In an uninhibited way Russian composers took aspects of Western avant-garde music, if sometimes only the surface gestures, and grafted them on to native roots that had developed from composers as opposed to that kind of modernist thinking as, say, Shostakovich. The results often possessed flair. The Russians at least gave the impression of keeping their feet on the ground while wishing to communicate on all fronts.

As much could certainly be said of Vyacheslav Artyomov whose rather grandiose symphony The Morning Star Arises was given its world premiere at the Barbican Centre, London, on Sunday by Rostropovich and the London Symphony Orchestra. Artyomov belongs to that generation of Russian composers that is familiar through the work of Gubaidulina, Denisov and Schnittke, but is himself largely unknown here. Something of the flavour of his music is suggested by his avowed interest in Prokofiev, Messiaen, Varese and the Polish avant-garde, as well as 19th-century composers like Chopin and Wagner. He is a romantic modernist, concerned with religious themes.

The new symphony, for instance, fourth of a tetralogy that has occupied Artyomov for 15 years, is based on a quotation from the New Testament and, in the composer's own words, describes 'the moments before we meet our maker'. The trouble is that the symphony's apocalyptic gestures, which relate to Scriabin and Messiaen, are scattered around without that sense of logic or sequencing that animates the models.

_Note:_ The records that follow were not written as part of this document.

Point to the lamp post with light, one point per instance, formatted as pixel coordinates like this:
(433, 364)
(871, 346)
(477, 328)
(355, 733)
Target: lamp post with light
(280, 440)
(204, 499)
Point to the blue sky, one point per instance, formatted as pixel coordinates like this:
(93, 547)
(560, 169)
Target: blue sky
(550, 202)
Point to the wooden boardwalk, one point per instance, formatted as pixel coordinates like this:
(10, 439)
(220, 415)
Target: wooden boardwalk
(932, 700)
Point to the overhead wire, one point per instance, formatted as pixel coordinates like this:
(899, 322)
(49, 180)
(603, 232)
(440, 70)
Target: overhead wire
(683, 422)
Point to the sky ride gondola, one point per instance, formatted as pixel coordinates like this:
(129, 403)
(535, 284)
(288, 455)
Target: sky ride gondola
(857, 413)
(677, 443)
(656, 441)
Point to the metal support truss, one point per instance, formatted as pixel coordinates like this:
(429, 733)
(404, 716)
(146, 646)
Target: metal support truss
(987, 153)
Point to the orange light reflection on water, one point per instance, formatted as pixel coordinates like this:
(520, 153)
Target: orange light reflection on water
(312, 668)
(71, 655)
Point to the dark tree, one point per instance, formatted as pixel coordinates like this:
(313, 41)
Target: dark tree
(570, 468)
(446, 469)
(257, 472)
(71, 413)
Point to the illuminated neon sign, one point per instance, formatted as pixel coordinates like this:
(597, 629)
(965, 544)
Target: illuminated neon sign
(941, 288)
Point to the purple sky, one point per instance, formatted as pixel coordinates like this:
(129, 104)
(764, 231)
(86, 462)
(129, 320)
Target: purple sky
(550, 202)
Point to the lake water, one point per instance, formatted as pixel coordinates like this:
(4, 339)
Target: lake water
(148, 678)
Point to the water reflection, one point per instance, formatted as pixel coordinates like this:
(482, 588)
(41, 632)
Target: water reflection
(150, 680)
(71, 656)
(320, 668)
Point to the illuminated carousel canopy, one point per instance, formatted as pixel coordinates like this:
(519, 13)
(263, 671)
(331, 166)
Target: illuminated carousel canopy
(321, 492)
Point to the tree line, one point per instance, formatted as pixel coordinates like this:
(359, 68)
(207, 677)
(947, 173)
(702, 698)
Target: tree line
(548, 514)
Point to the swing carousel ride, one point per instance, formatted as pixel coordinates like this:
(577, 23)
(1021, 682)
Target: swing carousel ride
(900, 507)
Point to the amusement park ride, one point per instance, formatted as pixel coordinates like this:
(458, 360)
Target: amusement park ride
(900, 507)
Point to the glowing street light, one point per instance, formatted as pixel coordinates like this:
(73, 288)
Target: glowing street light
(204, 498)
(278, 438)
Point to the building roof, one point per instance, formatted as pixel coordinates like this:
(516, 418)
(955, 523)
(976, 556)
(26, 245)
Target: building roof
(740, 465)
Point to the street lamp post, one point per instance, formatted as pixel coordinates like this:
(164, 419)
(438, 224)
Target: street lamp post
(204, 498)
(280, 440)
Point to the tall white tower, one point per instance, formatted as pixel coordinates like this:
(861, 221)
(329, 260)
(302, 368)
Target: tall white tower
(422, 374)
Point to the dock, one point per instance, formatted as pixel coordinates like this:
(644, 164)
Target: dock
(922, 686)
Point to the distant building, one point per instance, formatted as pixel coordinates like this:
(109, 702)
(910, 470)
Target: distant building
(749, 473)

The symphony's chain of events sounds improvisatory, and much of the material lacks individuality. Only a motor- rhythmic development in the middle of the second movement made a greater claim on the listener, along with some of the celestial textures of the final pages. Under the circumstances, the work's processes sounded a little casual, even sometimes haphazard, while colours, especially those of the percussion department, were not always applied with discrimination. Despite these reservations, however, the idea of commissioning the work for Rostropovich and the LSO by a Russian business firm was an excellent one. One wishes an English firm might do as much for a native composer.

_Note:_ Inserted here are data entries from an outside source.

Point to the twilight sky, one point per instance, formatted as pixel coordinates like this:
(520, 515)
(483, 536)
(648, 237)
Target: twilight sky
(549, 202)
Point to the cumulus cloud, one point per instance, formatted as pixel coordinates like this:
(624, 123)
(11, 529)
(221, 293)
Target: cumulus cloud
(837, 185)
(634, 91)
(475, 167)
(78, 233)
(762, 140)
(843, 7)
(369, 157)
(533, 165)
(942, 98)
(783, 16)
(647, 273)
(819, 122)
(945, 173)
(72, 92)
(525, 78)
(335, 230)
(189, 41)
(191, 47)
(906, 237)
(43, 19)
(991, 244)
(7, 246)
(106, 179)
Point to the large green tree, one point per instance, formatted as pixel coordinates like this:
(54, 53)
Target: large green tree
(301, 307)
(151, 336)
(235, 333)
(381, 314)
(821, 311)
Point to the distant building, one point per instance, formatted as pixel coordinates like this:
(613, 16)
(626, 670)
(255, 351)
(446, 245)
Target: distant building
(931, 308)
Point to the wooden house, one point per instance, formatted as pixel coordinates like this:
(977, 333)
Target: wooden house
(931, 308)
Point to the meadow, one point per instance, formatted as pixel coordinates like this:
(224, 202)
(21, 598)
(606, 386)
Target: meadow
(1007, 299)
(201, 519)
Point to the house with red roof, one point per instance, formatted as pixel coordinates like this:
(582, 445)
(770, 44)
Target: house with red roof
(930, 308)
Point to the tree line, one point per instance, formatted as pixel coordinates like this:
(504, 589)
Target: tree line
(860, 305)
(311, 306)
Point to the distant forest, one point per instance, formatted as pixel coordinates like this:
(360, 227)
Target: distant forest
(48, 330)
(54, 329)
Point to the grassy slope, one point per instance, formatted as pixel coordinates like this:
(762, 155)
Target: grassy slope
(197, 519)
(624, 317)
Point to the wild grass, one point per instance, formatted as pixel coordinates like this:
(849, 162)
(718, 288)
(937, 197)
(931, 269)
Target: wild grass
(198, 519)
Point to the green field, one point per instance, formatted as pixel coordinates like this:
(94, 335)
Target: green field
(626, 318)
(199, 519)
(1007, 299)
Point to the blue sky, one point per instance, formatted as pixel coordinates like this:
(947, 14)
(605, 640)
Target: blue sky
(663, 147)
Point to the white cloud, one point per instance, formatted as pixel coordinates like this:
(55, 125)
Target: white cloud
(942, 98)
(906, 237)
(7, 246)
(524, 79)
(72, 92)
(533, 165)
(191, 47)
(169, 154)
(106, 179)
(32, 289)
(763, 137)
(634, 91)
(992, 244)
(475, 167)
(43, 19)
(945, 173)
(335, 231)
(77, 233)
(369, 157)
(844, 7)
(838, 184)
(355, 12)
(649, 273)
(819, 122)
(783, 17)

Earlier we heard music by Beethoven, and after a slightly stilted performance of the overture Coriolanus, in which Rostropovich constantly reined back music that needed to explode with greatest force, there was a much freer account of the Third Piano Concerto. Indeed Radu Lupu released the storm of Beethoven's inspiration with splendid trenchancy. Here was the ideal combination of intellectual control and fullness of emotion, and when the final Presto leapt from the slips like a greyhound, it was exhilarating.